He inquired in what battle Gray received the severe wound the mark of which yet remained upon his face; and for the first time since he had left Scotland, our hero felt his heart glow with petty anger, in having to acknowledge that he had gained it in a mere street brawl with the enemies of the king,—the adherents of the turbulent and unruly house of Douglas.
"Tête Dieu!" said the duke; "that is the family which gives the king, your master, so much trouble. By Saint Louis, I would make quick work in disposing of them."
"They can bring twenty thousand men into the field," urged Sir Patrick.
"The great lord of Douglas is now in Flanders."
"Here—here in Flanders!" exclaimed Gray.
"Not in my territories; but on the other side of Brabant, and when last heard of he was travelling with a brilliant train of knights towards Breda, for the purpose of visiting that city, after which he passes forward to France. He was at the Feast of the Assumption in Antwerp, but proudly and haughtily kept aloof from all."
This unexpected intelligence filled Gray with emotions of a varied character, and solved a great mystery, the recollection of which had greatly troubled him.
It was, then, really Murielle Douglas whom he had seen, and no visionary or fancied resemblance; and he felt a glow of pleasure at the conviction that he had looked upon her face so recently, that he had breathed the same air with her; and that even now she was separated from him, not by the stormy German Ocean, and many a league of hill and glen; but only by a few miles of level land, and he mentally resolved, at every hazard and danger, that on leaving the duke of Gueldres, he would follow the Douglases to Breda, and that if they had departed, he would track them elsewhere; so powerful a noble, with so brilliant a retinue, would be easily traced in Flanders.

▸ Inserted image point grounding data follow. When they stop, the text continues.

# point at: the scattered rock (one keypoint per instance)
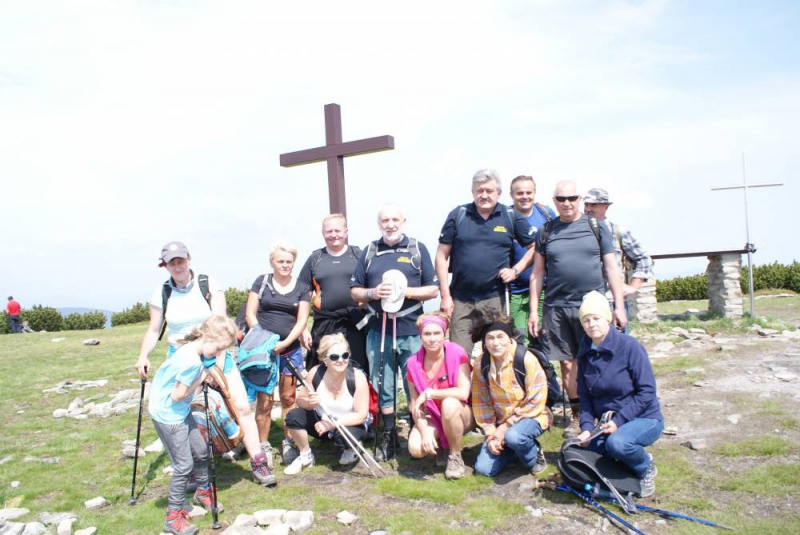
(696, 444)
(299, 520)
(267, 517)
(346, 517)
(155, 447)
(95, 503)
(12, 513)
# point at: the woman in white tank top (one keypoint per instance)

Pleasure, anticipation, and excitement, made him alternately gay and abstracted; thus he could barely attend with becoming reverence to the kind old prince who, being anxious to make a favourable impression on one who seemed the trusted subject of his intended son-in-law, drew his attention to the various castles, spires, and other features of the country, beguiling the way by many a story and legend, as they rode towards his hunting-lodge, at which they were to pass the night.
It stood upon the Gueldrian side of the Peel Morass. The latter included great tracts of land now dry and fertile, which were then deep swamps; and strange old stories lingered there, of broken dykes and bursting sluices—of overflowings from the Waal and Maese, with inundations from the Zuider Zee, by which whole farms were swept away, strong castles overthrown, and villages submerged; and of mermaids and mermen being swept by the retiring waters to flounder in the slough until they were captured; and the duke averred that in the days of his ancestor, Reinold II., duke of Gueldres, two had been instructed in Christianity and taught to make reverence to a crucifix,—a story corroborated in later times.